The system prompt includes:
If a user asks about anything unrelated (general knowledge, creative writing,
coding help, personal questions, weather, news, etc.), respond EXACTLY with:
"This system is designed to answer questions related to the Order to Cash
dataset only."
This handles edge cases the regex can't catch, like "What are the best practices for supply chain management?" (business-adjacent but not about this dataset).
Before executing any SQL generated by the LLM:
- Statement type: Only
SELECTallowed.INSERT,UPDATE,DELETE,DROP,ALTER,TRUNCATE,EXEC,ATTACHare all blocked. - Table validation: Every table referenced in
FROMandJOINclauses is checked against the actual list of tables in the database. - System tables: Access to
sqlite_master,sqlite_schema,sqlite_temp_masteris blocked. - Execution limits: Results capped at 100 rows, read-only database connection.
If the LLM's generated SQL fails execution (e.g., wrong column name), the error message is sent back to the LLM with a request to fix and regenerate. The corrected SQL goes through the same validation pipeline before execution.
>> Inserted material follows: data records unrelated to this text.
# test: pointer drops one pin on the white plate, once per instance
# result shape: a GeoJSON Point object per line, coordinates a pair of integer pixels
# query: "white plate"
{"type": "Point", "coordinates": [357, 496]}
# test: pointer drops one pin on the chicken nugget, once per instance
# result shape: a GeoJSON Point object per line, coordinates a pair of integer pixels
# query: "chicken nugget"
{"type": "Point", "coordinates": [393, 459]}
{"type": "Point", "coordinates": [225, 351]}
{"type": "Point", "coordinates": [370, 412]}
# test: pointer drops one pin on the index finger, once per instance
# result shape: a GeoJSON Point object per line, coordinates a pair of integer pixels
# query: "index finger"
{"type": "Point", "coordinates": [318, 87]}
This handles ~90% of first-attempt SQL errors without user intervention.
- Node.js 18+
- Google Gemini API key (free at aistudio.google.com/apikey)
git clone <repo-url>
cd fde
# Install dependencies
npm install
# Configure environment
cp .env.local.example .env.local
# Add your GOOGLE_API_KEY to .env.local
# Start development server
npm run devnpm run build # Runs prebuild (SQLite DB generation) + Next.js build
npm start # Start production server| Variable | Required | Description |
|---|---|---|
GOOGLE_API_KEY |
Yes | Google Gemini API key (free tier) |
src/
├── app/
│ ├── page.tsx # Main page: split-panel layout (graph + chat)
│ ├── layout.tsx # Root layout with metadata
│ ├── globals.css # Tailwind + custom styles
│ └── api/
│ ├── graph/route.ts # GET: full graph JSON (1218 nodes, 1779 edges)
│ ├── graph/[id]/route.ts # GET: single node detail + neighbors
│ └── chat/route.ts # POST: NL → SQL → data-backed answer
├── components/
│ ├── GraphView.tsx # Force-directed graph with entity filtering
│ ├── NodeInspector.tsx # Metadata popup on node click
│ ├── ChatPanel.tsx # Chat interface with conversation memory
│ ├── ChatMessage.tsx # Message rendering with SQL/data accordions
│ └── Legend.tsx # Entity type color legend with toggle
├── lib/
│ ├── db.ts # SQLite connection, schema creation, query execution
│ ├── ingest.ts # JSONL file reader, JSON flattening
│ ├── graph.ts # Graph construction with all 10 edge types
│ ├── llm.ts # Two-pass Gemini integration (SQL gen + summarization)
│ ├── prompts.ts # System prompt with DDL, relationships, few-shot examples
│ └── guardrails.ts # 3-layer input/output validation
├── types/
│ └── index.ts # TypeScript types, entity colors
data/ # JSONL source files (19 entity directories)
scripts/
└── prebuild.js # Build-time SQLite DB generation
- Interactive Graph Visualization: Force-directed layout with 11 color-coded entity types, click-to-inspect metadata popups, neighbor expansion
- Granular Overlay Toggle: Show/hide item-level entities (SalesOrderItem, DeliveryItem, BillingDocumentItem) to reduce visual complexity
- Natural Language Queries: Ask questions in plain English, get SQL-backed answers with specific data values
- Node Highlighting: Chat query results automatically highlight referenced entities in the graph
- Expandable SQL & Data: Each chat response includes collapsible SQL query and results table
- Conversation Memory: Context maintained across messages for follow-up questions
- Entity Type Filtering: Toggle visibility of each entity type independently
- Self-Healing Queries: Failed SQL is automatically sent back for correction
"Which products are associated with the highest number of billing documents?"
"Trace the full flow of billing document 90504248"
"Find sales orders that have broken or incomplete flows"
"What is the total billing amount per customer?"
"Show me all cancelled billing documents"
"How many deliveries were made from plant 1920?"
"Which customers have the highest order values?"